Russian art group AES+F’s The Feast of Trimalchio is one of the Biennale of Sydney 2010 most talked-about pieces. Michael Hutak gets to grips with its seductive surfaces and grim reflections of the real world…
The role of large-scale art events in the building of the “brand” of the global city is becoming more and more conspicuous. No city fathers can have pretensions to presiding over a truly “world class” city in the 21st century without a respected, credible biennale. A biennale is a luxury item, signifying a metropolis of emerging city-state status which belongs more to the global economic order than a national jurisdiction. Which is why it was interesting to hear Biennale of Sydney, artistic director, David Elliott, counsel the cream of Australia’s arts media at the launch for this year’s event, that they not forget about the fifty percent of the world’s population living on less than USD$2 per day. This sent a zephyr of murmurs around the MCA’s American Express Hall, a collective tut-tutting at such remonstrations. Get back on topic Mr. Elliott: this is contemporary art, not global food insecurity.

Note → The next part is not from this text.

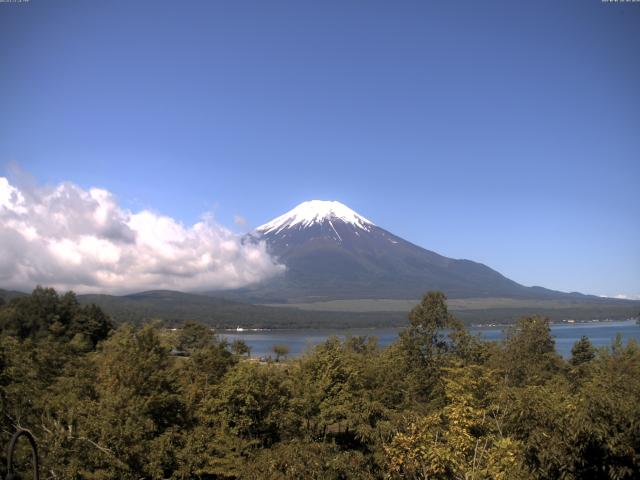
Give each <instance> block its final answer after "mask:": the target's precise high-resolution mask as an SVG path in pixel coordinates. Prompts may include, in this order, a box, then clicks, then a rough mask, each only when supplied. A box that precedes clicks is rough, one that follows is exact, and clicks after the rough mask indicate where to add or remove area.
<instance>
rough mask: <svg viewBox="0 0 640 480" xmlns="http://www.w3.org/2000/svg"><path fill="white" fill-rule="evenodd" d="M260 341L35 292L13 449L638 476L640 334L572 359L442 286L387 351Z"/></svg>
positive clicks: (188, 462) (580, 354) (500, 472)
mask: <svg viewBox="0 0 640 480" xmlns="http://www.w3.org/2000/svg"><path fill="white" fill-rule="evenodd" d="M0 301H1V300H0ZM445 332H448V333H445ZM245 347H246V346H244V345H243V344H242V343H235V344H233V345H229V344H227V343H226V342H224V341H221V340H220V339H218V338H217V337H216V336H215V335H214V333H213V332H212V331H211V330H210V329H209V328H208V327H205V326H203V325H200V324H197V323H193V322H189V323H186V324H185V325H184V326H183V328H182V329H180V330H178V331H175V332H174V331H171V330H168V329H166V328H164V326H163V325H160V324H153V323H152V324H147V325H144V326H132V325H128V324H124V325H120V326H118V327H117V328H116V327H115V326H114V325H113V324H112V322H111V320H110V319H109V318H108V316H107V315H105V314H104V313H103V312H102V310H101V309H100V308H98V307H96V306H91V305H88V306H83V305H81V304H79V303H78V301H77V298H76V297H75V295H74V294H73V293H66V294H64V295H58V294H57V293H56V292H55V291H54V290H52V289H46V288H37V289H36V290H34V292H33V293H32V294H31V295H30V296H25V297H17V298H13V299H11V300H9V301H6V302H4V303H3V304H2V305H0V412H1V418H0V444H1V445H2V446H4V445H6V443H7V442H8V440H9V438H10V437H11V435H12V434H13V432H14V431H15V430H16V429H17V428H25V429H28V430H29V431H30V432H32V434H33V435H34V437H35V438H36V440H37V442H38V445H39V448H40V453H41V459H42V469H41V475H42V477H41V478H47V479H91V480H99V479H100V480H101V479H189V478H196V479H198V478H200V479H274V480H275V479H283V480H284V479H318V480H320V479H329V480H331V479H335V480H338V479H362V480H364V479H600V478H610V479H633V478H639V477H640V403H639V402H638V399H640V348H638V345H637V344H636V343H635V342H633V341H630V342H629V343H628V344H626V345H623V344H622V342H621V341H620V340H617V341H616V342H615V343H614V344H613V345H611V347H609V348H605V349H599V350H596V349H595V348H594V347H593V346H592V345H591V343H590V342H589V340H588V339H586V338H583V339H582V340H580V341H579V342H577V343H576V344H575V346H574V348H573V352H572V356H571V358H570V359H568V360H565V359H563V358H562V357H560V356H559V355H558V354H557V353H556V351H555V348H554V341H553V338H552V337H551V335H550V330H549V321H548V320H547V319H545V318H542V317H537V316H531V317H524V318H522V319H520V320H519V321H518V322H517V323H516V324H515V325H514V326H513V327H511V328H510V330H509V334H508V336H507V338H506V340H505V341H503V342H499V343H492V342H483V341H481V340H480V339H478V338H477V337H475V336H472V335H470V334H469V333H468V332H467V331H466V329H465V327H464V325H463V324H462V323H461V322H459V321H458V320H456V318H454V317H453V316H452V315H451V314H450V313H449V311H448V310H447V304H446V298H445V297H444V295H443V294H441V293H439V292H429V293H428V294H426V295H425V296H424V298H423V300H422V302H421V303H420V304H418V305H417V306H416V307H415V308H414V309H413V310H412V311H411V313H410V315H409V321H408V324H407V327H406V329H405V330H404V332H403V333H401V335H400V338H399V339H398V341H397V342H395V343H394V344H392V345H391V346H389V347H386V348H380V347H379V346H378V345H377V344H376V341H375V339H373V338H368V337H367V338H365V337H352V338H348V339H346V340H344V341H341V340H339V339H337V338H331V339H329V340H327V341H326V342H325V343H323V344H321V345H318V346H317V347H315V348H314V349H313V350H310V351H309V352H308V353H307V354H305V355H304V356H302V357H301V358H298V359H294V360H288V361H284V362H262V363H261V362H258V361H255V360H254V359H252V358H250V357H249V354H248V352H247V349H246V348H245ZM21 453H22V457H23V458H24V459H26V458H27V455H26V451H24V452H21ZM25 462H26V460H25ZM4 464H5V462H4V461H3V462H2V466H1V467H0V469H2V468H4ZM26 468H27V467H25V469H26ZM0 473H1V474H2V475H4V473H5V472H4V471H2V470H0Z"/></svg>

Inviting the incursion of real politik into the public relations, Mr. Elliott was met with uncertain silence by the media. He would have done better to ditch the hungry poor. A more pressing developed-world question is do the world’s biennales line up as environmentally friendly events? For instance, if we were to audit the carbon footprint of all artworks in Sydney this year, would the work of Russian art troupe AES+F, for example, emerge as ecologically indefensible? I very much doubt it. However, if the point of all the superfluous cultural production that clogs up biennales is the public apprehension of at least one transcendent work of art, then this year’s stanza finds its apotheosis in work presented by these Moscow-based digital dynamos. For their own edification, the public must trek to the very physical ends of the survey, to the furthest western reaches of Cockatoo Island, to the building containing AES&F’s extraordinary The Feast of Trimalchio, a nine-channel digital collage animating over 75,000 photographs.
Trimalchio is a dazzling venture, using scale to dominate and intimidate the audience; using volume both in space and sound to draw a direct correlation with the power relations it puts on display: a resort hotel plucked from the perfect world of Forms where the Caucasian idle rich get it on with their hot Asian and African bellhops and chamber maids; where designer spa and beauty regimes are played out in neo-classical arcadia, a hollow celebration of commodified exotica, ethnicity and erotica; a fetishisation of decadence itself. Gobsmacking, breathtaking, jaw-dropping, this towering time-based triptych envelopes the audience in the round, as it imagines flesh on the bones of the revelries described by Jean Baudrillard when he asked “what are you doing after the orgy?”.
AES&F constitute two architects, a creative director and a fashion photographer, all four born in the 1950s after the death of Stalin. For this work they were inspired by Petronius’s ‘Satyricon’, which presents “wealth and luxury, with gluttony and with unbridled pleasure in contrast to the brevity of human existence”.
“We searched for an analogue in the third millennium and Trimalchio, the former slave, the nouveau riche host of feasts lasting several days, appeared to us not so much as an individual as a collective image of a luxurious hotel, a temporary paradise which one has to pay to enter.”
The artists bring a visceral disdain to this tableaux of excess capital. Launched at last year’s Venice Biennale, Trimalchio comes to Sydney on its next stop on the Grand Global Tour. It’s my right to draw my own conclusions, and I see sewn into this cloth a self-referential critique of these sprawling international contemporary art surveys which now crowd the calendar. AES&F draw my attention to the globalisation of the contemporary art industry, with its attendant overproduction of indifferent works, its alchemic transformation of radicality into entertainment, and the role of art today in the nullification and commodification of transgression, as artists stage manage the logistics of international freight and rack up air-miles on the new incarnation of the Grand Tour. Trimalchio is at once the embodiment and condemnation of the system of relations it presents. It makes an enthralling, indulgent, unapologetic spectacle of itself. It is not to be denied. I love it.